Omnipresent Astronomy
Omnipresent Astronomy
Jan 29 The recent pass of Comet Holmes and today's close approach of Asteroid 2007 TU24 (shown below, image from space.com) have gotten me thinking again about open source astronomy. I have always been fascinated by the internet and how modern networking technologies bring things into one big mesh, and astronomy fits right into this. All we have to do is synchronise our watches. Let's say I have a telescope with a computer attached to it. This telescope always knows exactly where it is pointing in the sky and exactly what time it is. Finally this telescope knows where it is on the Earth in terms of latitude and longitude. Now let's connect this telescope to the internet and constantly feed the images it produces to a server.

Well put Rob. For the past two years I’ve been trying to think of a nice project which would benefit from simultaneous (or close in time) images from a wide range of longitudes and latitudes.

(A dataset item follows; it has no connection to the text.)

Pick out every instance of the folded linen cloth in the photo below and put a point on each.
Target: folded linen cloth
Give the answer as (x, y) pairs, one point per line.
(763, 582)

The Moon is an obvious nearby target so would be the easiest to exploit from a parallax point of view. I still haven’t thought of anything either scientific that this many view-points would give that can’t already be done by existing instruments.
The upcoming lunar eclipse might look interesting in 3D.
Hmm… a scientific use for this concept? Last year I gave a talk titled ‘Astronomy 2.0′. It concerned all sorts of things like Google Sky, Galaxy Zoo and your RSS telescope feeds. Someone asked me what we could use this all for and I said ‘I don’t care, really’. Which elicited a laugh from the audience.
I was confused by that because I think these things don’t have to have a purpose. Quite often one will emerge naturally from the process anyway. They call it blue-sky thinking in corporate circles, but I think black-sky thinking may make more sense for us.